Un peu moins de quatre ans après sa victoire en Major, le club russe Gambit a remporté les IEM Katowice sur Counter-Strike ce dimanche. Un retour en force pour cette organisation mais aussi les équipes d’Europe de l’Est dans leur ensemble, particulièrement performantes.

Les IEM Katowice – un tournoi à un million de dollars de dotation, l’un des principaux rendez-vous du calendrier sur Counter-Strike mais disputé en ligne cette année – se sont achevés dimanche soir par une surprise : le succès d’un club russe, Gambit Esports. Une organisation importante d’Europe de l’Est qui n’avait plus évolué à ce niveau depuis 2017 et sa victoire (une sensation, déjà) au Major de Cracovie.

En finale, Gambit a battu Virtus.pro (14-16, 16-6, 16-4, 16-12), un autre revenant venu de Russie, symbole du retour en force des clubs de la zone CIS (Communauté des États indépendants en français, composée de plusieurs pays de l’ex-URSS) : en play-offs, sur six équipes, quatre en étaient issues (Gambit, Virtus.pro, mais aussi Team Spirit et surtout Na’Vi, n°2 mondial et plus attendu). Elles ont profité des faux pas des Français de Vitality (n°3), éliminés dès les groupes, ou des Danois d’Astralis (n°1), surpassés par Virtus.pro au premier tour de la phase finale.

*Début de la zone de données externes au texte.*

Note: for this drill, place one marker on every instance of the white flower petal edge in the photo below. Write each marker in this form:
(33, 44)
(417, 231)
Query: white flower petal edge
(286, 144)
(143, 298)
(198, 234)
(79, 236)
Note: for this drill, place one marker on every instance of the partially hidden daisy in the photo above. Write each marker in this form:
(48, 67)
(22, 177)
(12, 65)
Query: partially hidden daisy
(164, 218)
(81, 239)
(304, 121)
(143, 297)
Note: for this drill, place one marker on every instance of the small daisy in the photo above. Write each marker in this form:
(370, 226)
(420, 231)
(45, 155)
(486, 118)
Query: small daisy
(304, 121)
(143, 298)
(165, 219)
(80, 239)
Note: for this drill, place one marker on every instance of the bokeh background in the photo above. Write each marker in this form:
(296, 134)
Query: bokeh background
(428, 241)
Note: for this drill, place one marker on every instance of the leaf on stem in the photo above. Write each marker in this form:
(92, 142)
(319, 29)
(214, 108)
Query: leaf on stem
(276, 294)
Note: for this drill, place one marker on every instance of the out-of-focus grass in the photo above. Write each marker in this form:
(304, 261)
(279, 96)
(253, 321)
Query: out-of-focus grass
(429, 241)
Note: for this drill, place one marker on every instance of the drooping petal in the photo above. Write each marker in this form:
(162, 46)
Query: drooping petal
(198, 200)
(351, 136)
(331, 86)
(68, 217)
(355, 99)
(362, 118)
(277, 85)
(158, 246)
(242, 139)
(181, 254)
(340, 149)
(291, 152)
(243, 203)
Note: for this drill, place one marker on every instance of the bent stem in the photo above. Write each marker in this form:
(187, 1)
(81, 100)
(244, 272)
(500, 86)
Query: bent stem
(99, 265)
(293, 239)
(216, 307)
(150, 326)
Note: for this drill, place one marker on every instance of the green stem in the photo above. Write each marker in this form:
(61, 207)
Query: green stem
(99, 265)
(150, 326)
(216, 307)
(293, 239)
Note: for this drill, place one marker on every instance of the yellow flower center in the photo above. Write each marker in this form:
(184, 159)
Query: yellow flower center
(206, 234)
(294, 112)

Cette performance, Gambit, partenaire depuis quelques semaines de l’AS Monaco sur Dota 2 et Fortnite, la doit en partie à l’éclosion à ce niveau d’un talent brut : le jeune russe (19 ans) Dmitry « sh1ro » Sokolov, élu MVP du tournoi. Très observé depuis plusieurs mois, ce dernier a confirmé tout son potentiel en se montrant décisif en toute situation.

L’armada de la zone CIS devra confirmer son retour au premier plan à partir de début mars lors du prochain gros rendez-vous du calendrier : la treizième édition de l’ESL Pro League (08/03 – 11/04). L’occasion pour les déceptions de Katowice – Astralis, Na’Vi, Vitality, qui récupérait son capitaine Dan « apEX » Madesclaire, mais aussi G2 et son duo de joueurs français, en difficulté en ce moment – de se rattraper ou de rassurer après ce tournoi manqué.